EU calls for roaming fees to be slashed
LARGE roaming fees charged by telecoms operators are “an outdated concept” and the European Union is prepared to take steps to reduce the costs, the bloc’s telecoms chief said yesterday.
Digital Agenda Commissioner Neelie Kroes, who oversees telecoms and the internet across the 27-country EU, signalled she was prepared to continue to cap lucrative roaming charges that have been a strong source of income for mobile phone companies.
Her predecessor, Viviane Reding, shocked the telecoms industry in 2008 by capping the amount mobile phone companies could charge for calls, sending text messages and downloading data while abroad.
The European Parliament backed the proposals last year.
“The [European] Commission’s review of the Roaming Regulation must look at the source of the problem and potential solutions in their full context,” Kroes said in the text of a speech prepared for delivery at a European Telecommunications Network Operators Association (ETNO) conference.

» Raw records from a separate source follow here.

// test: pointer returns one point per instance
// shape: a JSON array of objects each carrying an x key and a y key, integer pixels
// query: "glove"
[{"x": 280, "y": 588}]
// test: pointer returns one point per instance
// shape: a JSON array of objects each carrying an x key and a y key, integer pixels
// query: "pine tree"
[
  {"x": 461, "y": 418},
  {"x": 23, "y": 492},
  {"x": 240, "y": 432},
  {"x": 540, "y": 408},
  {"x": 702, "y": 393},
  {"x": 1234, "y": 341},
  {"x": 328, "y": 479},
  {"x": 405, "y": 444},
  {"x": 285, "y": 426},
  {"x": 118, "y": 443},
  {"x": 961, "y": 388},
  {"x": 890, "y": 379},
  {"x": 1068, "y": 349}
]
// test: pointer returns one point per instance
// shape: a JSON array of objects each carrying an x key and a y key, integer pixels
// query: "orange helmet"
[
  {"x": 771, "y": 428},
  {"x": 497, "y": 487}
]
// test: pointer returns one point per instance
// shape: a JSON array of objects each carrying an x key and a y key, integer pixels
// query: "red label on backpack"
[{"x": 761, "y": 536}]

“The relevant context is the lack of a really competitive single market for all aspects of telecoms services in Europe.”
In her previous job as EU competition commissioner, Kroes imposed fines worth billions of euros on companies that broke EU antitrust rules.
Kroes said a genuine EU single market should be one where price differences between voice, text messages and data were based only on the actual cost of providing these services.
Kroes added: “The exorbitant cost of ‘roaming’ abroad within the EU is an outdated concept.”